Supply balancing act
under way for newsprint producers, papers
More mega-mergers, shifting
production, increased de-inking typify a market in serious demand decline.
By Michael Ducey
Special to Newspapers & Technology
Big drops
in classified lineage and big increases in Internet spending forced U.S.
newspapers to dramatically reduce their newsprint consumption in 2007 and 2008
isn’t shaping up to be much different.
Between 2006 and last year,
newsprint consumption fell about 800,000 tons and 2008 indications look equally
grim, with demand already down another 15 percent, according to the Pulp and
Paper Products Council.
Contributing to the downturn:
declining print circulation in combination with narrowing web widths. The
50-inch-wide newspaper is rapidly being replaced by 46- and even 44-inch-wide
formats, with some papers rolling out even more compact sizes (see related
story, page 8).
All the newsprint suppliers
are feeling the shock waves caused by the market’s continuing contraction.
In response, last year, the
two largest producers, Abitibi Consolidated Inc. and Bowater Inc., joined forces
to create AbitibiBowater. White Birch Paper Co., meantime, snapped up SP
Newsprint after Cox Enterprises Inc., Media General Inc. and McClatchy Co.
decided to get out of the newsprint business.
Canadian producer Catalyst
Paper picked up a U.S. manufacturing site when it purchased the Snowflake,
Ariz., mill formerly owned by Abitibi while Tembec, another provider, ran into
financial difficulties.

Foreign producers UPM and
Stora Enso moved further away from the North American newsprint and graphic
papers landscape and smaller producers like Fraser Papers, Boise Cascade LLC,
Blue Heron Paper Co. and Katahdin Paper Co. LLC retrenched as well.
That left only the low-cost
producers, among them Atlantic, Alberta Newsprint, Kruger and Inland, which have
thus far avoided the big hurt resulting from the decline in demand.
Pricing in flux
Though inventories remain over
45 days in supply, newsprint prices are on a steady incline after a roller
coaster ride last year, exceeding $687 per metric ton for 27.7-pound (45-gram)
paper last month, according to FOEX Indexes Ltd. Prices could easily top $700
per metric ton by summer, observers say, adding that little relief is in sight,
as mills react to enormous cost and currency pressures.
Publishers will want to keep a
close eye on the financial underpinnings supporting AbitibiBowater. The
newsprint giant, whose capacity alone could satisfy U.S. demand, needs to meet
challenging debt-repayment terms associated with a $1.4 billion refinancing plan
it announced in March.
The firm will likely cut jobs
and additional mill assets to meet its obligations, which include annual
interest payments in excess of $550 million. Look for AbitibiBowater to cut at
least 1 million metric tons of capacity this year, even as it converts assets
away from standard newsprint grades to value-added grades such as its successful
EqualOffset and lightweight-coated grades for magazine and FSI use. The company
is likely to be very aggressive on pricing and market share for some time.
The acquisition of SP
Newsprint by White Birch, announced in January, by contrast, should result in
less market upheaval. Both companies have solid newspaper industry roots and,
consequently, share a common production goal.
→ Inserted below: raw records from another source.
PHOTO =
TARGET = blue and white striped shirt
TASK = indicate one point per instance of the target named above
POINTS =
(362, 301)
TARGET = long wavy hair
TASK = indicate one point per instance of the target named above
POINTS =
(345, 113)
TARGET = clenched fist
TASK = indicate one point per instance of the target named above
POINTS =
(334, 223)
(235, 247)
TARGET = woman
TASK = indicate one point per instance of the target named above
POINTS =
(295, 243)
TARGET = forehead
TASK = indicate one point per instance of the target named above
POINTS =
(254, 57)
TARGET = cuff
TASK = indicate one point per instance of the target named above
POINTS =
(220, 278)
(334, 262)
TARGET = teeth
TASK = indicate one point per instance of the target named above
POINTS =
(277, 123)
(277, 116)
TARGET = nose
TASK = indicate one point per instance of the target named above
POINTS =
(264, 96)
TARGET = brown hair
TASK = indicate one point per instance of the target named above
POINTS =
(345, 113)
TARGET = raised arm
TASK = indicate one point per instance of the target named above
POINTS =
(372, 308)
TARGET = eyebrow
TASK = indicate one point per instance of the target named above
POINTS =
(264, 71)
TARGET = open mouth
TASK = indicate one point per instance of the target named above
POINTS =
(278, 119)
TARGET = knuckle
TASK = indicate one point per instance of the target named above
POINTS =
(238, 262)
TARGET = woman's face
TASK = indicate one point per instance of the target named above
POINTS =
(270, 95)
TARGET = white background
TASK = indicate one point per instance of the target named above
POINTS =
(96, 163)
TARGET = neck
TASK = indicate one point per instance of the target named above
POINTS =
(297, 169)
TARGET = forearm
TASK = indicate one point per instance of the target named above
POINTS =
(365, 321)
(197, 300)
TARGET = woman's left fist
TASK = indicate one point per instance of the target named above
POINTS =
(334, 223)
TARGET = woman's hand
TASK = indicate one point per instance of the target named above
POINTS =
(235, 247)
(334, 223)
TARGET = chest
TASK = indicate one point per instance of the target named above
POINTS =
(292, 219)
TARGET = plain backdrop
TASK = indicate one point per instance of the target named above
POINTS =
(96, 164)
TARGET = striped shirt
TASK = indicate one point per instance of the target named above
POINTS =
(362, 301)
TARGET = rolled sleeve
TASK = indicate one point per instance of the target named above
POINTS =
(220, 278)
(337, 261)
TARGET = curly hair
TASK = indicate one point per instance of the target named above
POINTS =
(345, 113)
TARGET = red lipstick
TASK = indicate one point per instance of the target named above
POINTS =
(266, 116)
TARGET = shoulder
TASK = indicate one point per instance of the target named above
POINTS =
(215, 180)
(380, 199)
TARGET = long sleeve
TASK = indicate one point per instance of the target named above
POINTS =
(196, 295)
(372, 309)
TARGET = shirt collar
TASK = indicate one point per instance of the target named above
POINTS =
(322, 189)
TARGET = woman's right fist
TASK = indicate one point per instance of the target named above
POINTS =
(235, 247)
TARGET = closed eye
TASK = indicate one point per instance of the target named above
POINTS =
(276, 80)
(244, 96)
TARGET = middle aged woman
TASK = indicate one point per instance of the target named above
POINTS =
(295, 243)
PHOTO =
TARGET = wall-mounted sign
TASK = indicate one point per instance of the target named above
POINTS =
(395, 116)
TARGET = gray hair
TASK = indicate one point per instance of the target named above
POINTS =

That may not be the case with
Catalyst’s purchase of the Snowflake, Ariz., recycled newsprint mill. The
company appears to be trimming some newsprint capacity after a difficult
financial year and subsequent restructuring of management and assets. The mill
had been a top performer for Abitibi over the years, but in 2007 the facility’s
operations were hampered by poor execution and high costs. Catalyst has taken
steps to reverse the mill’s ebbing performance with upgraded machinery.